Filling an entire gallery, this art installation by Rebecca Louise Law, was an enchanted walk through hundreds of exquisite dried plants making a fantasy forest of delight.

Dried flowers

Dried flowers

Dried flowers

Dried flowers

7 Replies to “Life in Death – Installation by Rebecca Louise Law”

  1. Wow, the thought of this is overwhelming. My reaction is that I am afraid of it. I’m not sure how that came about (especially just from photos!). I felt it might grab me. Well, that is purely imagination. I am impressed by the amount of work and time this must have taken. And I recognize some of the flowers. Individually so beautiful.

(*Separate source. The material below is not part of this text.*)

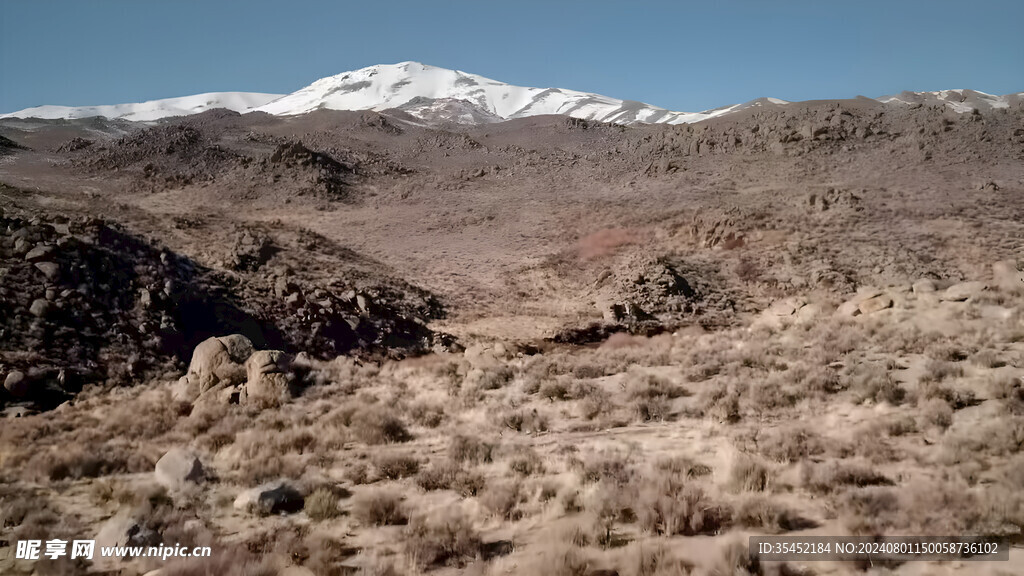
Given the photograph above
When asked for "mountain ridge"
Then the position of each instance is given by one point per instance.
(439, 94)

  2. It looks wonderful. I’ve seen some romantic publicity shots of this I think, but it is lovely to see some close-ups, thanks, to discover what they’ve actually used. I should go! How is it standing up to the immersion would you say?


  3. That is some reaction! I was afraid of it but only because I thought I might accidentally damage it – it was all so fragile. However, what you cannot see from the doorway of the gallery, is that a pathway has been created through the hanging garlands so that you can walk without touching the flowers. It was a very popular installation with queues of people passing through. Unfortunately, that detracted somewhat from the pleasure of the experience and there was really no time to stop and stare. It was also difficult to capture photos without people in the shots too.

    Liked by 1 person

  4. I think it was late October when I saw this. The installation is scheduled to be on display until 11th march 2018. It is possible to walk through the flowers without touching them and there is someone supervising. I think that any damage would probably be restored. The artist seems to be accustomed to creating displays of these fragile materials in areas with public access.


  5. That’s interesting. I have no idea why I felt so strongly, I think it seemed to me they were lying in wait, the strands! A vertical spiderweb, maybe? Anyway, thanks for showing it. Certainly made me think.